I have an investment mobile home built in 1972 which I paid $2,000 for sitting on an empty storage lot next to boats, vehicles and other trailers. I spent the summer remodeling it at a cost of $8600. I am a licensed and insured general contractor. 4 weeks ago a tree pruning contractor fell a big one right in the middle of it, cutting it half and totaling it as well as totaling several other's vehicles, trailers and boats. This contractor was insured. However, his insurance company is insisting on ACV (Actual Cash Value) for the trailer only not including any renovations, to a total estimate of: $2800 (estimated via NADA in "Excellent" condition)
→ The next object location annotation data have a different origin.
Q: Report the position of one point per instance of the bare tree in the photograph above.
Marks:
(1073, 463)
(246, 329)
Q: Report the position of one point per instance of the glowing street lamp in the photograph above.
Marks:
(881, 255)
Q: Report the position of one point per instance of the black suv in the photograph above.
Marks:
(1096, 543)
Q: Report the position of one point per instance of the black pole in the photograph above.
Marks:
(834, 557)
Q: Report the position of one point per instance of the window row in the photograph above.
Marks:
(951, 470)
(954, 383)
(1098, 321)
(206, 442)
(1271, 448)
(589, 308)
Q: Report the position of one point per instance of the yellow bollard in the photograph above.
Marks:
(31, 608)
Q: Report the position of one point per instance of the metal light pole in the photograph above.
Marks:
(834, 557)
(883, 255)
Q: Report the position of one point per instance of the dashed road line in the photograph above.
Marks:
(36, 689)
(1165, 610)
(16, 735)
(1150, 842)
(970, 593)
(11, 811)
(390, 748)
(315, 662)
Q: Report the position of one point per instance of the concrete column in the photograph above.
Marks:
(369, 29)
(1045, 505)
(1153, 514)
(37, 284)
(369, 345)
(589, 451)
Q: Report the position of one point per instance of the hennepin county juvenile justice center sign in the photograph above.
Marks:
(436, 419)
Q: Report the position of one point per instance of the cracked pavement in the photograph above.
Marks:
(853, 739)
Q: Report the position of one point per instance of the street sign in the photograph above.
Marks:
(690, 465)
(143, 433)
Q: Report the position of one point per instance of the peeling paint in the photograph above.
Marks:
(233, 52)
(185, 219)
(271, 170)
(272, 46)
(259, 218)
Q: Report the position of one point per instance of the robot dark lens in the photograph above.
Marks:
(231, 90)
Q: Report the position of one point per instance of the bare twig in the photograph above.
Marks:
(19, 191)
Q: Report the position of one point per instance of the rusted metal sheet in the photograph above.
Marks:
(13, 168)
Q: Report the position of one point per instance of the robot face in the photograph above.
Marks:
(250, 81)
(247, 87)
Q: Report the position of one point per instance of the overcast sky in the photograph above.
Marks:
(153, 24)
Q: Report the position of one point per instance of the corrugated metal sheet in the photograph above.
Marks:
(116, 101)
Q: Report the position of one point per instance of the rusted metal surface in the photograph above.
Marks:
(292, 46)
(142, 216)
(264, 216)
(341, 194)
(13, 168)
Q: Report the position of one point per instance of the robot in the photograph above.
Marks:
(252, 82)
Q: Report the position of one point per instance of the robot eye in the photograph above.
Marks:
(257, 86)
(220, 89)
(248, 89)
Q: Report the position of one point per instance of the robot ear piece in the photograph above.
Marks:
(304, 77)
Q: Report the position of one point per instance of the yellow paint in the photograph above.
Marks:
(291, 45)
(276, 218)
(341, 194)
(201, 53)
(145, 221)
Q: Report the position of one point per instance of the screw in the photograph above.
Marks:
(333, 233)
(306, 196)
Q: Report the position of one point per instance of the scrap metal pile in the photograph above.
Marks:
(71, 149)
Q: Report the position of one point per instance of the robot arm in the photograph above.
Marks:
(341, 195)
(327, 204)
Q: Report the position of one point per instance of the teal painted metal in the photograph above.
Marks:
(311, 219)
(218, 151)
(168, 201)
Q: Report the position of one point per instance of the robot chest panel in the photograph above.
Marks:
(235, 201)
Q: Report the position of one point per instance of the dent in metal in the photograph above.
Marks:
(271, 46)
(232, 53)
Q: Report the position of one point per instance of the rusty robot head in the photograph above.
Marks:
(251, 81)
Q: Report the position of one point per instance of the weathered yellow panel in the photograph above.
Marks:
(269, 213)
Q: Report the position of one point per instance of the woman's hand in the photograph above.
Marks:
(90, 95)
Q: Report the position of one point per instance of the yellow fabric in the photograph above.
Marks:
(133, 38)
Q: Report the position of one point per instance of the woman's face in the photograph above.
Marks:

They won't negotiate. Who do I sue in small claims court for the depreciated value of the renovations? The contractor or his insurance company?

State: Montana

1 Answer 1


You sue BOTH the contractor AND his insurance company.

Your interest is in being made whole. It doesn't matter who pays you — whether the contractor pays or the insurance company pays. As long as you are made whole. One scenario you want to avoid is holding a judgment against a contractor who doesn't have the money to pay you then turns around and claims bankruptcy or skips town. That's why you sue both. You want to have a judgment against the insurance company too in case the contractor can not or does not pay you.
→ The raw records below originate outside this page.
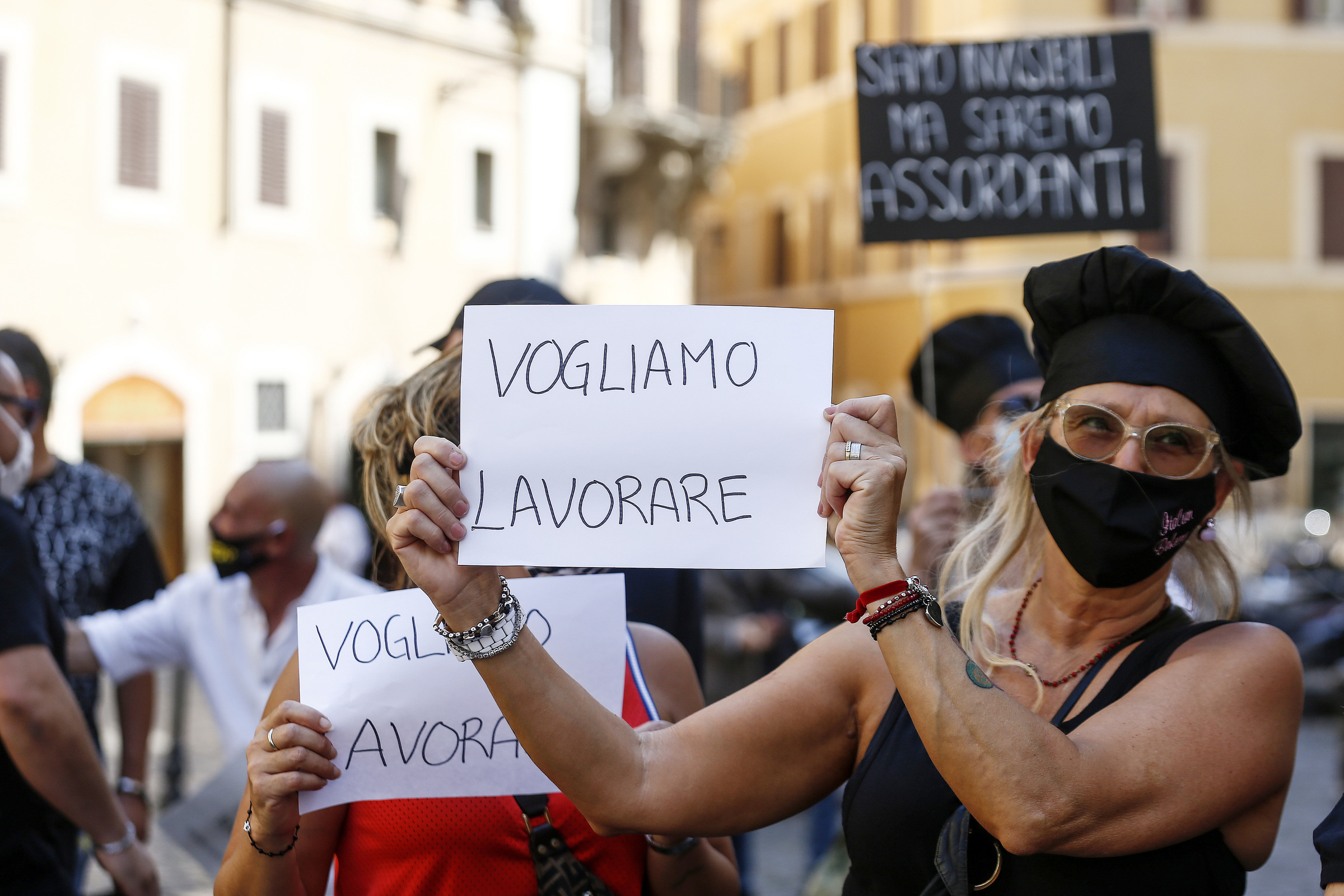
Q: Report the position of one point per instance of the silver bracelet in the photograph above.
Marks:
(486, 638)
(119, 846)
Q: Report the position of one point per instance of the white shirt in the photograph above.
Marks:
(217, 628)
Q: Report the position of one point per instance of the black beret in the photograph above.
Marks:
(973, 358)
(506, 292)
(1119, 316)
Also, check your jurisdiction but you might need to sue in Circuit Court because the limit of jurisdiction for small claims court might be set at $5,000 as it is in many jurisdictions.

You should sue for the highest amount possible. Then negotiate downward if warranted. Your invoices for materials and labor from your recent renovations and any photographs you might have taken would be your evidence to support your claim exceeding the ACV.

If you sue them, they will negotiate.

  • I have the documentation and photos. The small claims court limit is $12k in my county. So, would I name both parties in one suit?
    – maplemale
    Commented Dec 10, 2015 at 19:40
  • 4
    @maplemale: Yes, you can sue multiple parties simultaneously. In the same complaint (suit). Please run this by an attorney first and get some paid legal advice. Don't confuse anything you see on this site with legal advice. It's worth exactly what you are paying for it. Nothing. Commented Dec 10, 2015 at 19:50
  • I believe this advice to be sound based on the results I received. After much back and forth, we came down to: Either give us a better offer, or face a court filing (and we named both the insurance company and the insured in the letter). In the end, we settled out of court for nearly 4x original offer amount. Some things that helped: We contacted the state insurance commissioner. We sent comps for other trailers. We kept a level, non-emotional head thru it all and came to logical if, then else conclusions.